3. The method of claim 1, wherein the first visual content is based on an image hashcode for each of the images and the second visual content is based on an ad hashcode for each advertisement.

4. The method of claim 1, further comprising grouping the images into one or more categories based on one or more descriptions associated with the images, wherein the one or more advertisements are selected based on the one or more categories.

5. The method of claim 4, further comprising:

displaying the categories;

receiving a selection of one of the categories; and

displaying the one or more of the advertisements based on the selection.

6. The method of claim 5, wherein displaying the categories comprises displaying one of the images to represent one of the categories.

7. The method of claim 4, further comprising:

displaying the categories;

receiving a selection of one of the categories; and

displaying the images grouped into the selected category.

8. The method of claim 1, further comprising:

receiving a selection of one of the advertisements; and

playing an audio file associated with the selected one of the advertisements.

9. The method of claim 8, wherein the selection of the one of the advertisements is performed using a mouse over action.

10. The method of claim 1, wherein the advertisements are displayed without any sound.

11. The method of claim 1, wherein the network is the Internet.

12. The method of claim 1, wherein the advertisements are video advertisements.

13. A user interface for displaying video advertisements, comprising:

displaying one or more representative images for one or more categories of one or more images;

receiving a selection of one of the representative images;

selecting one or more video advertisements based on the selection; and

displaying the video advertisements based on the selection.

14. The user interface of claim 13, further comprising:

selecting a subset of the images based on the selection; and

displaying the subset of images.

15. The user interface of claim 13, further comprising:

receiving a selection of one of the video advertisements; and

playing an audio file associated with the selected video advertisement.

16. The user interface of claim 13, wherein the video advertisements are displayed without any sound.
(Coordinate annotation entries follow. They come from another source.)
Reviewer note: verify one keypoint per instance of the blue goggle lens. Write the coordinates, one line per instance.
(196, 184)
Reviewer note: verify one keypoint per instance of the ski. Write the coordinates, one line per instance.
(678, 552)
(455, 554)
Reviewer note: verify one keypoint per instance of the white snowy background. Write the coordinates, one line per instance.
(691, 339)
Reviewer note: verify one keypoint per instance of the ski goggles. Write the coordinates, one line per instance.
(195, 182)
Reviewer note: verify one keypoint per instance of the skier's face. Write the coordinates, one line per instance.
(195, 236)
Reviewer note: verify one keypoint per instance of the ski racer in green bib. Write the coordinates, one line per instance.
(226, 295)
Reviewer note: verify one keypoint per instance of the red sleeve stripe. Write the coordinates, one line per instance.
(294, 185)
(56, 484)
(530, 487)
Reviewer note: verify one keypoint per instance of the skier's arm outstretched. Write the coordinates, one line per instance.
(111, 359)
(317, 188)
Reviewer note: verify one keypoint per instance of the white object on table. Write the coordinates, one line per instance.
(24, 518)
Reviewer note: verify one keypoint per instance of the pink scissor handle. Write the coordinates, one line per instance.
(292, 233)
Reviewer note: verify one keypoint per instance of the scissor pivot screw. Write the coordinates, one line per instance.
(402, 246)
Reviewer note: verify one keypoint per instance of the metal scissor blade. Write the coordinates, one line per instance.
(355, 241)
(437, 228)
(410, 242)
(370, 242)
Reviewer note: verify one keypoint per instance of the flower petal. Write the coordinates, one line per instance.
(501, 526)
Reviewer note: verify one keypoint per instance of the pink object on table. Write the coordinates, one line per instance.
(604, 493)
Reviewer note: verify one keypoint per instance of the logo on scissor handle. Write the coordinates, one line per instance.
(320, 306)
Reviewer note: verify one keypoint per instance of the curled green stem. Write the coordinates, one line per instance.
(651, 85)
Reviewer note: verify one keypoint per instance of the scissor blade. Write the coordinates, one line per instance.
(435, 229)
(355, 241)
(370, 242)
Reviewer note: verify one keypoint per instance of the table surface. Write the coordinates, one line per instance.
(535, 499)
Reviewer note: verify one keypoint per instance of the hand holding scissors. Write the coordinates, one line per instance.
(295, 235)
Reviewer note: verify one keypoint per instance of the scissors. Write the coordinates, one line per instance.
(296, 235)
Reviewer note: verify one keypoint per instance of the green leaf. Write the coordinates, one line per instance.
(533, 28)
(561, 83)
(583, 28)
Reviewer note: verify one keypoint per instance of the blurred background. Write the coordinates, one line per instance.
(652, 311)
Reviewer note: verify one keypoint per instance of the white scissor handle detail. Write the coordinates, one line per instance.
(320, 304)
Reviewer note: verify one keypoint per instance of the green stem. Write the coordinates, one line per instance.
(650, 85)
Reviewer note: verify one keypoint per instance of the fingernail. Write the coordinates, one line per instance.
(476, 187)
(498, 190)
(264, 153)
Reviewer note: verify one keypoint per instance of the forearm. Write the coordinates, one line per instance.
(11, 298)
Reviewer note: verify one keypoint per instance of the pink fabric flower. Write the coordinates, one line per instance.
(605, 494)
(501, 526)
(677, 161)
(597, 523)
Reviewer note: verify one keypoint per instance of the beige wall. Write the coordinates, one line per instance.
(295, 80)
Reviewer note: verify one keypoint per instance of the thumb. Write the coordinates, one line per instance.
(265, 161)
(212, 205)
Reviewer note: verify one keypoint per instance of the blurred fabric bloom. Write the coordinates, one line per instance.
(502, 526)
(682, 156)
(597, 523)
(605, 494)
17. The user interface of claim 16, further comprising:

receiving a selection of one of the video advertisements; and

playing an audio file associated with the selected video advertisement.

18. A system, comprising:

a processor; and

a memory comprising program instructions executable by the processor to: receive one or more keywords for searching one or more images on a network; retrieve the images based on the keywords; group the images into one or more categories based on a first description associated with each image; select one or more advertisements based on the categories; rank the advertisements based on a first visual content of the images and

a second visual content of the advertisements; and display the advertisements based on the ranking.

19. The system of claim 18, wherein the first visual content is based on an image hashcode for each image and the second visual content is based on an ad hashcode for each advertisement.

20. The system of claim 18, wherein the advertisements are selected based on a second description associated with each advertisement.